Asilisaurus
When large bullies disappear, the formerly bullied thrive.

That’s especially true in mass extinction events, when smaller animals have a chance if the larger, more competitive animals go away. Take the largest extinction event on Earth, the end-Permian extinction, 252 million years ago. Ninety percent of life on the planet was basically wiped out.

Scientists previously believed that gentler creatures didn’t thrive after that extinction event, but a new study, in this week’s Proceedings of the National Academy of Sciences, says that dinosaur predecessors did in fact succeed and even diversify.

The new insights come from seven fossil-hunting expeditions since 2003 in Tanzania, Zambia, and Antarctica, along with work combing through existing fossil collections. The team used the fossils to create two views of four legged-animals in what was at the time southern Pangaea. The first view is of 5 million years before the extinction event and the second is 10 million years after the event.

The study found that before the extinction event 35 percent of four-legged species were found in two or more of the five areas studied, with some species having ranges that stretched 1,600 miles. But according to the authors, ten million years after the extinction event, the quadrupeds showed clear clear geographic clustering and just 7 percent of species were found in two or more regions.
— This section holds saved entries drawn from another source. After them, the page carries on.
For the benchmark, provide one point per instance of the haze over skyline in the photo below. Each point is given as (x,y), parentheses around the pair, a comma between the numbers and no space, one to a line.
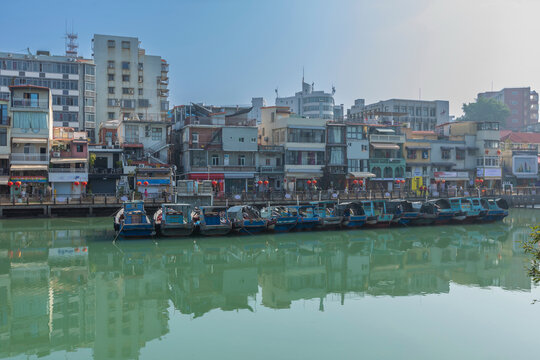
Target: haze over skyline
(226,52)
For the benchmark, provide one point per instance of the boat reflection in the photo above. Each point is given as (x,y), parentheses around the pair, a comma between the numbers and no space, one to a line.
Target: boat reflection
(61,289)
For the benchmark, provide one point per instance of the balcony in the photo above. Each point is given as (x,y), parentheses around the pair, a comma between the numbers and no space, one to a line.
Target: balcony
(29,103)
(387,138)
(21,158)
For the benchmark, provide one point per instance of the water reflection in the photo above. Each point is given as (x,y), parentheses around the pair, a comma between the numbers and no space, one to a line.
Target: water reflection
(62,289)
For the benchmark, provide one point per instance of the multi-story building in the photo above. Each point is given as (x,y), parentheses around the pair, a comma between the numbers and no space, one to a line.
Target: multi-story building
(71,80)
(221,147)
(310,103)
(68,170)
(357,151)
(523,105)
(5,145)
(421,115)
(31,132)
(519,159)
(303,140)
(386,160)
(132,87)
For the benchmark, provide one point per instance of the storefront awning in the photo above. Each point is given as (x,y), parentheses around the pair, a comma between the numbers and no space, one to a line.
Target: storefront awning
(29,140)
(68,161)
(361,174)
(201,176)
(385,146)
(28,167)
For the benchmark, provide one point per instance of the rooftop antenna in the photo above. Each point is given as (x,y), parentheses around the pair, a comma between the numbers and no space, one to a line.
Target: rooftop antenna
(72,45)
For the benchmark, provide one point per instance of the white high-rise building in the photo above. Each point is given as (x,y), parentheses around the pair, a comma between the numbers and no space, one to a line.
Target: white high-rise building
(310,103)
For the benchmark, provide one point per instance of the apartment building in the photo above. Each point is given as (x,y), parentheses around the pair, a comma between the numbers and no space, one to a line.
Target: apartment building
(420,115)
(71,80)
(523,105)
(310,103)
(31,133)
(5,145)
(221,147)
(133,87)
(303,140)
(68,169)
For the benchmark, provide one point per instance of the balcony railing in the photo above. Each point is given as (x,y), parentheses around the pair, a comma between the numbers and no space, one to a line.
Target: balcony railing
(30,103)
(387,138)
(30,157)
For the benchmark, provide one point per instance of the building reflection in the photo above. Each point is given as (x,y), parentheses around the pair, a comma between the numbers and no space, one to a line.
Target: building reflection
(62,289)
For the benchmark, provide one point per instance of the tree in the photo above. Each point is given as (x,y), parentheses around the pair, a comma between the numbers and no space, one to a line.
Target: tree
(486,109)
(532,248)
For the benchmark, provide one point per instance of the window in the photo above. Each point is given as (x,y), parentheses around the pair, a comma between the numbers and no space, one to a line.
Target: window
(242,160)
(445,154)
(3,137)
(157,134)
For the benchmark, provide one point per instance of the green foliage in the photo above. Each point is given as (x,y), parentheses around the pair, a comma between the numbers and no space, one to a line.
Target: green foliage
(532,248)
(486,109)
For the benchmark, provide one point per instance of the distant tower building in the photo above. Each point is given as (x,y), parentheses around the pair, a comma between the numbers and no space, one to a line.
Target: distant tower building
(310,103)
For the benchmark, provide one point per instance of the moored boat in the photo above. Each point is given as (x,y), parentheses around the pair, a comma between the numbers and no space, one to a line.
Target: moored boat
(131,220)
(246,219)
(352,213)
(280,219)
(212,220)
(326,213)
(174,220)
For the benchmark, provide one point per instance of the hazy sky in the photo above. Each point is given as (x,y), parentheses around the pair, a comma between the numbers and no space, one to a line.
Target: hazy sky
(226,52)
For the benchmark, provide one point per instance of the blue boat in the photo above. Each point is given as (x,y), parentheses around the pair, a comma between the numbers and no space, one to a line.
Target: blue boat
(306,217)
(212,220)
(497,209)
(246,219)
(377,216)
(326,213)
(174,220)
(403,211)
(467,213)
(131,220)
(280,219)
(352,213)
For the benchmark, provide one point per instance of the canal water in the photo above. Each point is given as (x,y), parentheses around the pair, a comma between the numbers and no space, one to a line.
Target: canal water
(446,292)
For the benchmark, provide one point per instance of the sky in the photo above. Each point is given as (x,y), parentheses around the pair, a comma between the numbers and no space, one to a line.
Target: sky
(225,52)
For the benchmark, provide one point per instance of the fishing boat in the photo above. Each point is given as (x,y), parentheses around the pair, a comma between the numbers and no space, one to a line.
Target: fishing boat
(326,213)
(497,209)
(467,214)
(246,219)
(305,215)
(280,219)
(377,216)
(212,220)
(174,220)
(403,211)
(131,220)
(353,214)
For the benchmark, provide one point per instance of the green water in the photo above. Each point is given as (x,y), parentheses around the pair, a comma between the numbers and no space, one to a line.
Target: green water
(447,292)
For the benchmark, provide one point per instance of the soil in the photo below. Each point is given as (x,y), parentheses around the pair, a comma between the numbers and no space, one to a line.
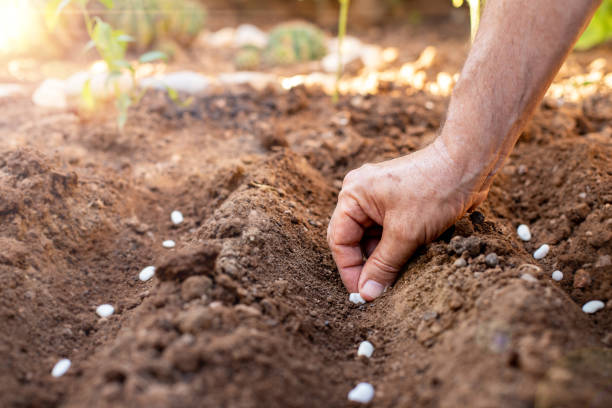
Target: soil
(248,309)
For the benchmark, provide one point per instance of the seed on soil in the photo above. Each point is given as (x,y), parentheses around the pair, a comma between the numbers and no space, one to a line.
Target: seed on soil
(365,349)
(363,393)
(592,306)
(491,259)
(147,273)
(541,252)
(105,310)
(528,277)
(61,367)
(523,232)
(176,217)
(168,243)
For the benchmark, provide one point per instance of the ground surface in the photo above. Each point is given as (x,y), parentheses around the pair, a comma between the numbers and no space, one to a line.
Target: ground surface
(248,309)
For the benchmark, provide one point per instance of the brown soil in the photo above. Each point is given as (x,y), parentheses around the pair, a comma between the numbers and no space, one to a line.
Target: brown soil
(248,310)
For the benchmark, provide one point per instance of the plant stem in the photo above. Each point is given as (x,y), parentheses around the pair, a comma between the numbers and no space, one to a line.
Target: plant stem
(341,33)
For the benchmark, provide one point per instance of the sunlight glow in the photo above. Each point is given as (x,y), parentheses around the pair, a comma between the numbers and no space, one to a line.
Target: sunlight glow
(16,26)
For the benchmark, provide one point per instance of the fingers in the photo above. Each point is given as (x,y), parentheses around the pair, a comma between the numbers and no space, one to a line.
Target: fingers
(383,265)
(346,229)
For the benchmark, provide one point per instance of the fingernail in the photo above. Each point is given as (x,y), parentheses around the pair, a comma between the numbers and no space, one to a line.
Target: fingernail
(372,289)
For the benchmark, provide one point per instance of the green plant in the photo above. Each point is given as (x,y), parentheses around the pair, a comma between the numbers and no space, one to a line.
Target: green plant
(294,42)
(599,29)
(111,45)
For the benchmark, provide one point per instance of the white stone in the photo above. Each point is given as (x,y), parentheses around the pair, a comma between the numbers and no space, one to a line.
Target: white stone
(541,252)
(257,80)
(523,232)
(147,273)
(529,277)
(222,38)
(51,94)
(168,243)
(363,393)
(356,298)
(365,349)
(592,306)
(182,81)
(176,217)
(248,34)
(105,310)
(61,367)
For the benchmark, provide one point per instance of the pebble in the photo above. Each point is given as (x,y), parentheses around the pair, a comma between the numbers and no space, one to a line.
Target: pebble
(147,273)
(528,277)
(176,217)
(492,259)
(60,367)
(363,393)
(541,252)
(557,275)
(365,349)
(523,232)
(592,306)
(105,310)
(356,299)
(460,263)
(168,243)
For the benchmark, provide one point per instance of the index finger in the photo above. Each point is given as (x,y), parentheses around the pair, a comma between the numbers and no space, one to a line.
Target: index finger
(346,229)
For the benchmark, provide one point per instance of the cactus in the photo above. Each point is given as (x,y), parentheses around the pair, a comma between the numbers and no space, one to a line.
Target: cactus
(155,21)
(248,58)
(294,42)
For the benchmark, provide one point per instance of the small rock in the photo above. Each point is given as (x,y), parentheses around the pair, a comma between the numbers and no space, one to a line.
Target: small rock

The smaller distribution of four-legged animals, like the Asilisaurus, pictured above, suggests that they had less competition and didn’t have to move too far to find food or suitable habitats. It also reveals that the animals were so successful, they were able to diversify.

Good riddance, bullies! “Groups that did well before the extinction didn’t necessarily do well afterward,” says lead author Christian Sidor, of the University of Washington. “What we call evolutionary incumbency was fundamentally reset.”